Boost Threading

Abstract

With the desire for a platform independent threading library becoming stronger, Boost has started a project to work on this. A threading library is a major piece of work and there are many different things people speaking of when talking of a threading library. The intention of this document is to provide the general framework, allowing the discussions to concentrate on specific, well defined aspects of the threading library. Eventually it should contain a discussion on different alternatives how to address the various problems including idioms, techniques, and library components, as well as a description of library components and potentially necessary language support, suitable for implementation and possibly standardization.

Introduction

For many problems a solutions involving [pseudo] paralellization seems to be reasonable although it is well known that paralellism produces new problems. Apart from simplifying certain tasks paralell executation can also be employed to make optimal use of multiple processors being available. Although solutions can become simpler using multiple threads, a major new problem is introduced: Data consistency can be dwarfed by having multiple threads modifying the same piece of data at the same time. That is, multi threading introduces race conditions. The whole areas of multi threading can be seen as consisting of basically two tasks:

Manipulation of threads, ie. their creation, termination, scheduling, manipulation of thread properties like a thread's priority, etc.
Preventation of race conditions involving all kinds of different techniques including atomic access, locking, and thread local data.

Although there are only two major areas, there are lots of thing which can be tought of when talking about a threading library. This is because on many systems there already exist one or even more facilities to deal with threads. Thus, depending on ones view, it does not necessarily make sense to create yet another facility doing the whole work but rather uses what is there, merely adding some form of a wrapper. ... but then, what is going on with systems lacking all multi threading facilities? It is also not at all clear how a wrapper would look like: Should the wrapper cover everything or provide "only" access to the commonly used methods?
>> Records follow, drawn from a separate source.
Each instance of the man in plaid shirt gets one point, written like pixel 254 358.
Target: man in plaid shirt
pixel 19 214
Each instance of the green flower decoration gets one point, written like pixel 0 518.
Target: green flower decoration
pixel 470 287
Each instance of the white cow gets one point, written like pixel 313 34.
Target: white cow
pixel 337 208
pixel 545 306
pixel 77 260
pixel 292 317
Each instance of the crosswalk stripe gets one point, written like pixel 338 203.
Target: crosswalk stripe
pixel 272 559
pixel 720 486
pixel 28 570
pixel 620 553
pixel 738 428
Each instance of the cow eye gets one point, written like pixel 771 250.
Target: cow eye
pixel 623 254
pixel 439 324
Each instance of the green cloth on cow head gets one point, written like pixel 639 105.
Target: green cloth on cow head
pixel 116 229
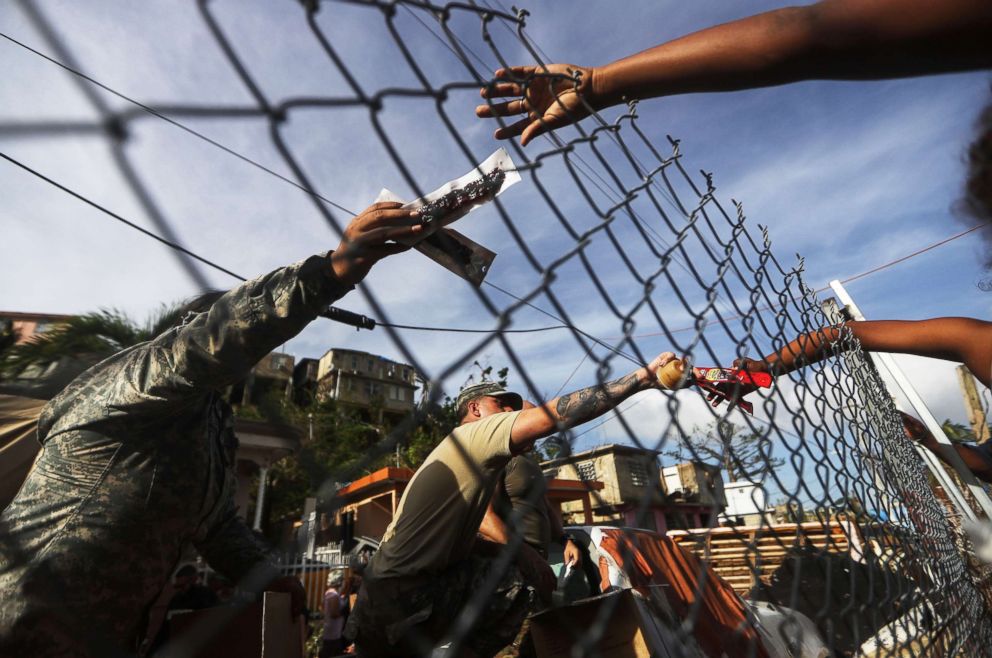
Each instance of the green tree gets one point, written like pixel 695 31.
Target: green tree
pixel 957 432
pixel 743 453
pixel 89 338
Although it is tempting (at least to some people) to create a complete and new threading library right away, this cannot be the goal of this effort! Instead, it has to be possible that whatever is created as part of this effort can be integrated with existing threading facilities. This is particularily true for Pthreads, the POSIX approach to multi threading, at least if the multi threading support should ever be integrated with standard C++. One reason for this necessity is the application of the Boost threading facilities in libraries which want to support multi threading but otherwise don't really care about threads. Such components should be applicable independent from the underlying threading facility being used. That is, whatever library components are provided from the Boost Threading Library, these are at first only interfaces. Boost might provide implementation of these interfaces for different threading facilities but it should be possible to [easily] implement these interfaces for whatever is used on a specific platform or in a specific project.

Since the topics of thread manipulation and preventation of race conditions are widely independent (not completely: certain thread manipulations might incur race conditions unless special care is taken), these topics will be discussed separately. However, in both cases it should be attempted to support the solutions to the various problems with idioms and corresponding library components to make dealing with the problems as easy as possible.
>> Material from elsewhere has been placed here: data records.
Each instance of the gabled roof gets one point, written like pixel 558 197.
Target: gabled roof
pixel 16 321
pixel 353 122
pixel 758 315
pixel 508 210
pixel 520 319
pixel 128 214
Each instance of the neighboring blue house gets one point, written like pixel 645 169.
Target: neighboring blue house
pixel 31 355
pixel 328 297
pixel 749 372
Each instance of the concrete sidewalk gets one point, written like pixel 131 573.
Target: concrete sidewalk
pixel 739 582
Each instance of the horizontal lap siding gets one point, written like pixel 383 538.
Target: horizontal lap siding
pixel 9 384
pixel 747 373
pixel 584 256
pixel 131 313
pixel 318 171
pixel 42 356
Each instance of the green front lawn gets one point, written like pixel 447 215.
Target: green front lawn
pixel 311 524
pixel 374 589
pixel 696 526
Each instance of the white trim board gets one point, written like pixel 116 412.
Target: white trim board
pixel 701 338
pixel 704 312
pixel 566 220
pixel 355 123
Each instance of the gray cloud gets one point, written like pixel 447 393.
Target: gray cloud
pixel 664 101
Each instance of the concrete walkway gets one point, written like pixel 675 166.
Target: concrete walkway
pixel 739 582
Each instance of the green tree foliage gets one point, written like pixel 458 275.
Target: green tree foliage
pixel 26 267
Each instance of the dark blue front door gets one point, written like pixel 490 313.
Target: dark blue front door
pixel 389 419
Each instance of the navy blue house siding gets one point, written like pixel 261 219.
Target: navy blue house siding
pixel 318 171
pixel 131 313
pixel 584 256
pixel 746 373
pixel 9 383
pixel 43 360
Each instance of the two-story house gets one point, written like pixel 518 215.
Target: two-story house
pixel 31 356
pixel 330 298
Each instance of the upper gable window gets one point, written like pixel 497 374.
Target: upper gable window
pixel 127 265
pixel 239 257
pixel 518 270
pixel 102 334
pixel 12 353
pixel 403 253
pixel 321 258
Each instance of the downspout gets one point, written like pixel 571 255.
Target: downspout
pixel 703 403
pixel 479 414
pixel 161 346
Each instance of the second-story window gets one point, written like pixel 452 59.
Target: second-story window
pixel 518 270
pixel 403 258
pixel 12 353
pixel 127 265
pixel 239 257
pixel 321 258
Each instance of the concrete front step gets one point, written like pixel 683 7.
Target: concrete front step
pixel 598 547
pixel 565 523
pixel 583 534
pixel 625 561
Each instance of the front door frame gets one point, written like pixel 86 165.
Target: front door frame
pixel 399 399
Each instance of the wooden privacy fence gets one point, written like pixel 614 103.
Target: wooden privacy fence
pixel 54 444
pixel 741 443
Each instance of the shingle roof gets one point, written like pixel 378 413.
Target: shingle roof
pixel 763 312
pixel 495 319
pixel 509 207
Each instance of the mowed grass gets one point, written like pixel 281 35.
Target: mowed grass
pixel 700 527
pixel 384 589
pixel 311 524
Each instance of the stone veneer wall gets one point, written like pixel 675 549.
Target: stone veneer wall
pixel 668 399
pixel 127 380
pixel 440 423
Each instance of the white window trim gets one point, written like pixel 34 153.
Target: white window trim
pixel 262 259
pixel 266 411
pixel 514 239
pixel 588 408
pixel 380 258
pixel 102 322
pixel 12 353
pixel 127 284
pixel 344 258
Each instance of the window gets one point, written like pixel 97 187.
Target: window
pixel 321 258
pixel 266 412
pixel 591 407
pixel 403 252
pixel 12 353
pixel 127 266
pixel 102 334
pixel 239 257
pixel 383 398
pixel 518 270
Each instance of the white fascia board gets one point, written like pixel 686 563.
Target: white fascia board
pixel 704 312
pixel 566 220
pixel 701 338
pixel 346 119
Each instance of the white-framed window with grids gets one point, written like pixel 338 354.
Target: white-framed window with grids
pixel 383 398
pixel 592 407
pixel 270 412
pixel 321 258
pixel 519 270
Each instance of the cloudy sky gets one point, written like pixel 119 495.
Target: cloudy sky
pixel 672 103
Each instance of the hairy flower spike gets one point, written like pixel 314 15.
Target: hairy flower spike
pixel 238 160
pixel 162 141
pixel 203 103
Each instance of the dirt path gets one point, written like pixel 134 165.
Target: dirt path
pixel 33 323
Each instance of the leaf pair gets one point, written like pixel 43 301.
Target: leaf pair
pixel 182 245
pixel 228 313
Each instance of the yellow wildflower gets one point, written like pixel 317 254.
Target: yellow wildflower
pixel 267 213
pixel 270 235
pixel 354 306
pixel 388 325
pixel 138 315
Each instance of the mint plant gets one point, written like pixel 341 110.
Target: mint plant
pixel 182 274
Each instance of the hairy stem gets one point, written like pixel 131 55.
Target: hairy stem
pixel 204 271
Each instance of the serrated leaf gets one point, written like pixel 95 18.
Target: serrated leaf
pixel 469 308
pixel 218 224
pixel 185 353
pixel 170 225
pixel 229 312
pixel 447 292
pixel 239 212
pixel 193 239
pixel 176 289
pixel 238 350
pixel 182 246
Goals of the Boost Threading Library

To set up a general measure when considering components for inclusion into the Boost Threading Library, here are some general rules which should be obeyed by anything added to this library (at least some parts of it are identical to the general goals of the Boost Project).

The components should be portable across a variaty of platforms. Since mostly interfaces are defined, this means that the interface can be implemented using a variaty of existing threading libraries. In particular, it has to be implemented using the Pthreads interface.
Any resources, in particular locks, allocatable should have an automated cleanup, ie. the destructor of a stack based object does the cleanup automatically when the corresponding block is exited.
TODO: probably there are more general goals...

Thread Manipulation

This section is intentionally left blank since I (ie. Dietmar Kühl) am neither an expert nor interested in this area. Somebody else has to pick this up. If nobody picks up this area, support will be dropped eventually.

Preventing Race Conditions

People doing multi threaded programming are often that deep into their stuff that they consider deadlocks to be the heart of multi threading problems. Well, it is not! It is actually just a problem introduced by a certain technique to prevent race conditions, namely to protect resources using locks. Although it is almost certain that at the heart of most thread synchronization methods a mutex lock will be used it is worth to think about alternative approaches and to keep the requirements on the basic synchronization mechanisms as low as possible to allow maximum portability and performance. In particular as each use of a mutex incurs some performance penalty which should be avoided where possible for maximum performance.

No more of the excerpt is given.